4. Semantische Automatisierung wird die Robotic Process Automation (RPA) revolutionieren

Technisch gesehen wird die Automatisierung im Jahr 2022 vor allem durch die zunehmende Entwicklung der semantischen Automatisierung vorangetrieben. Mussten bislang die vielen Schritte eines zu automatisierenden Prozesses noch einzeln und damit mühsam beschrieben werden, können Entwickler und auch Mitarbeiter in den Fachabteilungen zukünftig in natürlicher Sprache formulieren, welche Aufgaben im Workflow von Robotern übernommen werden sollen.

Softwareroboter mit semantischer Intelligenz wissen, was am Bildschirm zu sehen ist. Sie stellen Dokumente, Prozesse, Daten und Anwendungen selbstständig in den passenden Kontext. Sie erkennen sich wiederholende Aufgaben und Prozesse und können diese dann selbstständig emulieren – ganz ohne manuelle Schritt-für-Schritt-Anleitung.

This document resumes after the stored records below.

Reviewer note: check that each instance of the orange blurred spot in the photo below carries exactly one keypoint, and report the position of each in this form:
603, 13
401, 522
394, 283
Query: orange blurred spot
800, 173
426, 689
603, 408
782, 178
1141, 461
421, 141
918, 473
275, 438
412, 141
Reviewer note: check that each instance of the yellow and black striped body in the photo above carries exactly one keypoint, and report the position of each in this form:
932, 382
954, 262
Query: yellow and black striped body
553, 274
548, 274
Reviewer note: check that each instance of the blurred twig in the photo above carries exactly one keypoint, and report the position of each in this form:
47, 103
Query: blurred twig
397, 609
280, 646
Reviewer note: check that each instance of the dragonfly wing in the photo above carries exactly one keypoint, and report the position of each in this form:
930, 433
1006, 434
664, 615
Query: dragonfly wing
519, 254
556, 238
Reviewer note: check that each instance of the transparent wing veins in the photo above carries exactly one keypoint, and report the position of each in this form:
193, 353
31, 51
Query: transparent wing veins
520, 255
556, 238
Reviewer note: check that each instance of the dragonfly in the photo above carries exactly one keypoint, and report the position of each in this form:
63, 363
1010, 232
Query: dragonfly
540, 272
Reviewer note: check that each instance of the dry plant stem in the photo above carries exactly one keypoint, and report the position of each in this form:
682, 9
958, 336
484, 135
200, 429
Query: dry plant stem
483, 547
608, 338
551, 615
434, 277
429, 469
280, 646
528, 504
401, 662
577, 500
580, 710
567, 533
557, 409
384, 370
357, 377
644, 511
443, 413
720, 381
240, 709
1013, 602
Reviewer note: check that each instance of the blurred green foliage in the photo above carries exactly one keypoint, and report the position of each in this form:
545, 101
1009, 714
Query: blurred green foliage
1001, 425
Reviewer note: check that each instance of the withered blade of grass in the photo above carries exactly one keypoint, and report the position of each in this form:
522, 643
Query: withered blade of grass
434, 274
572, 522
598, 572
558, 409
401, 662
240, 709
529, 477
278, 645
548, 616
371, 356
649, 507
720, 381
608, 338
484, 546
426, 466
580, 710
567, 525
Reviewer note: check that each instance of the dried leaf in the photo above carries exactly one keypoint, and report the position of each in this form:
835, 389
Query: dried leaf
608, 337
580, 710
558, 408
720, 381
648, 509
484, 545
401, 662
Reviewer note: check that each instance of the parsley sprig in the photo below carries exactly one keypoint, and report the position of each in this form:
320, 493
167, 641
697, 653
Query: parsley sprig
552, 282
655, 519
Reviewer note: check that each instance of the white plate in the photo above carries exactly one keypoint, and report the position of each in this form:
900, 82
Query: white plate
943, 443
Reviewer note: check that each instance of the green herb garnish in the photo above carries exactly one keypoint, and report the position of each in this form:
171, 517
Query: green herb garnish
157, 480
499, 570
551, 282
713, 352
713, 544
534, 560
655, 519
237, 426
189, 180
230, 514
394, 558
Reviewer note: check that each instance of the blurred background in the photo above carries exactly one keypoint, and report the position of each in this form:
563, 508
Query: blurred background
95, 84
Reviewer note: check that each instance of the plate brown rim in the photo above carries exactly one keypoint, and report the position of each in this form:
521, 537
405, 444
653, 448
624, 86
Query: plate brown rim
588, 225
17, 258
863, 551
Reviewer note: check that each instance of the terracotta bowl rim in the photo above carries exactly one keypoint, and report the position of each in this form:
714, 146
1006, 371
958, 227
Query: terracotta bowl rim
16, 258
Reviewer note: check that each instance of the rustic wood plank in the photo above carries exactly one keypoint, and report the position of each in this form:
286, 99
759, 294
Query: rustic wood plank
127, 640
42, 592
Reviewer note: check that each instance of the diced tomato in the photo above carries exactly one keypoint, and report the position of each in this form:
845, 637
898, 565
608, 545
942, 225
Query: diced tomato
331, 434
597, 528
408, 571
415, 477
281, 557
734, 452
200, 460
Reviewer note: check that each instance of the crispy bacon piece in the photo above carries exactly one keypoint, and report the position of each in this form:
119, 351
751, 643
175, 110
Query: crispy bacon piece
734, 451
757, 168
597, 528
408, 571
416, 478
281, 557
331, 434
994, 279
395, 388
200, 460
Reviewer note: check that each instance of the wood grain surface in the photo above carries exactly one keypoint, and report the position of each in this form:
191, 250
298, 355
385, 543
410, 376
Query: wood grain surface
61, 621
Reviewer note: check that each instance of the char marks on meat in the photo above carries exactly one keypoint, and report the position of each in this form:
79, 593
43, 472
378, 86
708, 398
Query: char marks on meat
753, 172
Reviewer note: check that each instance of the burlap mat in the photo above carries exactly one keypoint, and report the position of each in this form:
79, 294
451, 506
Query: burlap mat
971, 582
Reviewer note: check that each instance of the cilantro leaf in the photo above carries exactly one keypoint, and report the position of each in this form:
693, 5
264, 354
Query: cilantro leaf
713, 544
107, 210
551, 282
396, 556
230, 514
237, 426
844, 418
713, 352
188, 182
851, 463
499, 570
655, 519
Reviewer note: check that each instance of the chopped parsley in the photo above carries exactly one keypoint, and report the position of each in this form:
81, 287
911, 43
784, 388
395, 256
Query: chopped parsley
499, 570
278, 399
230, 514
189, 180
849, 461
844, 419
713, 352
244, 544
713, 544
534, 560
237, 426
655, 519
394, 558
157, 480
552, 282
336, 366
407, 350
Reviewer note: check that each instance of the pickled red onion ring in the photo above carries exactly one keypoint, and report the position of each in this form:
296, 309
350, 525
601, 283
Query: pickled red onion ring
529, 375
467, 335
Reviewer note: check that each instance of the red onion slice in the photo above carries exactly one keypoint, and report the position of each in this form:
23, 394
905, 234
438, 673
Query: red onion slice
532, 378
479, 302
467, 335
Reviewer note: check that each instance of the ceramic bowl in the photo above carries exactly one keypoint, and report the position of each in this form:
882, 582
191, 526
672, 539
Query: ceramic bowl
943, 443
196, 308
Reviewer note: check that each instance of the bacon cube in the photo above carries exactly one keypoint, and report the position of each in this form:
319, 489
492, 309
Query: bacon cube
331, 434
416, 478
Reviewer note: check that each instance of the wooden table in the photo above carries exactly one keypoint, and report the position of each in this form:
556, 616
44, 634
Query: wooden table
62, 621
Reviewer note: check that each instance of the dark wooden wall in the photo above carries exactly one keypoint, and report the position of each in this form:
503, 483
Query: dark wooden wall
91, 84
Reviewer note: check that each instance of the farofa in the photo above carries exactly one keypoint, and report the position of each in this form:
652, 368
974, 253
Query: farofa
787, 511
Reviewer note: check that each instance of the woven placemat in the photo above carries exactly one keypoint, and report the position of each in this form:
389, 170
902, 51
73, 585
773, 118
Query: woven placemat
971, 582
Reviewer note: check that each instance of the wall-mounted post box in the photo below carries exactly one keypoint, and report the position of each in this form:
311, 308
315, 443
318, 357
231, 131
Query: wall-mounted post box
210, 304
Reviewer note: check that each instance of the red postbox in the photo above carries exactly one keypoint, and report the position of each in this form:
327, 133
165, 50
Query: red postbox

Entwickler und Anwender können so die Entwicklung von Automatisierungen initiieren, indem sie die Softwareroboter beauftragen, eine Aufgabe auszuführen oder einen Workflow abzuschließen.

Im Jahr 2022 werden Anbieter von Automatisierungslösungen wie UiPath die spektakulären Fortschritte bei KI, ML und Mustererkennung in ihre Produkte mit aufnehmen. CIOs sollten diese revolutionären Möglichkeiten deshalb auf jeden Fall im Auge behalten.